After a period of traversing this tunnel, we finally happened upon a wide, cavernous room, in the centre of which sat a squat altar. Upon the altar rested a small bronze effigy of grotesque and disturbing design. Surrounding the altar were a number of large ceramic jars, grimy with age. On the wall behind the alter was inscribed the following formula:

Y'AI 'NG'NGAH
YOG-SOTHOTH
H'EE-L'GEB
F'AI THRODOG
UAAAH

This I recognised of old: an incantation notorious amongst alchemists and cabalists, and which supposedly calls upon the power of dread Yog-Sothoth, Who is both Key and Gate to the Outside, and Who possesses the power to bend time and space to Its will. It is rumoured that this formula has been used by certain necromancers to abjure the remains of the dead, so that they might once more be forced to take on the semblance of the living; but who, it is said, may take on other, less fathomable forms should their remains be incomplete.

Then that monstrous emissary - who over the past nights had been responsible for exposing me to these abject zones of horror - raised its horribly buzzing, droning voice, and began chanting the formula.

Grayish-blue smoke billowed from out those ceramic jars arranged around the central altar.

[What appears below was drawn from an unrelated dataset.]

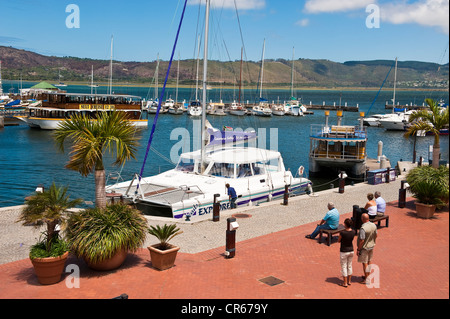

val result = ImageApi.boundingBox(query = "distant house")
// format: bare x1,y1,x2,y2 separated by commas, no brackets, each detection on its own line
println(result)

Through that smoke I witnessed that which should not have been witnessed, as those who had once been clothed in solid flesh were given shape yet again. But the remains from which they had been called up must have been incomplete, so that rather than observing the natural, sane contours of the human form I instead discerned a blasphemous coterie of unwholesome abominations. Yet before the madness of this scene drove me to a state of oblivious insensibility, that impossible sodality of half-finished things - which were even something less than a bizarre charicature of twisted human morphology - began chanting in unison: 'Yog-Sothoth Neblod Zin! Yog-Sothoth Neblod Zin!'

On awakening fully-clothed upon my bed this morning, the shutters of my open window clattering in the chill breeze, I discovered that once again a momento of the previous night's frightful sojourn had been left for my deliberation: the shockingly incongruous bronze effigy which had sat, incomprehending, on the altar beneath Pawtuxet - that graven image wherein a vague approximation of the bulbous and misshapen semblance of that Outer Monstrousity which is veiled beneath the name of 'Yog-Sothoth' has been made incarnate.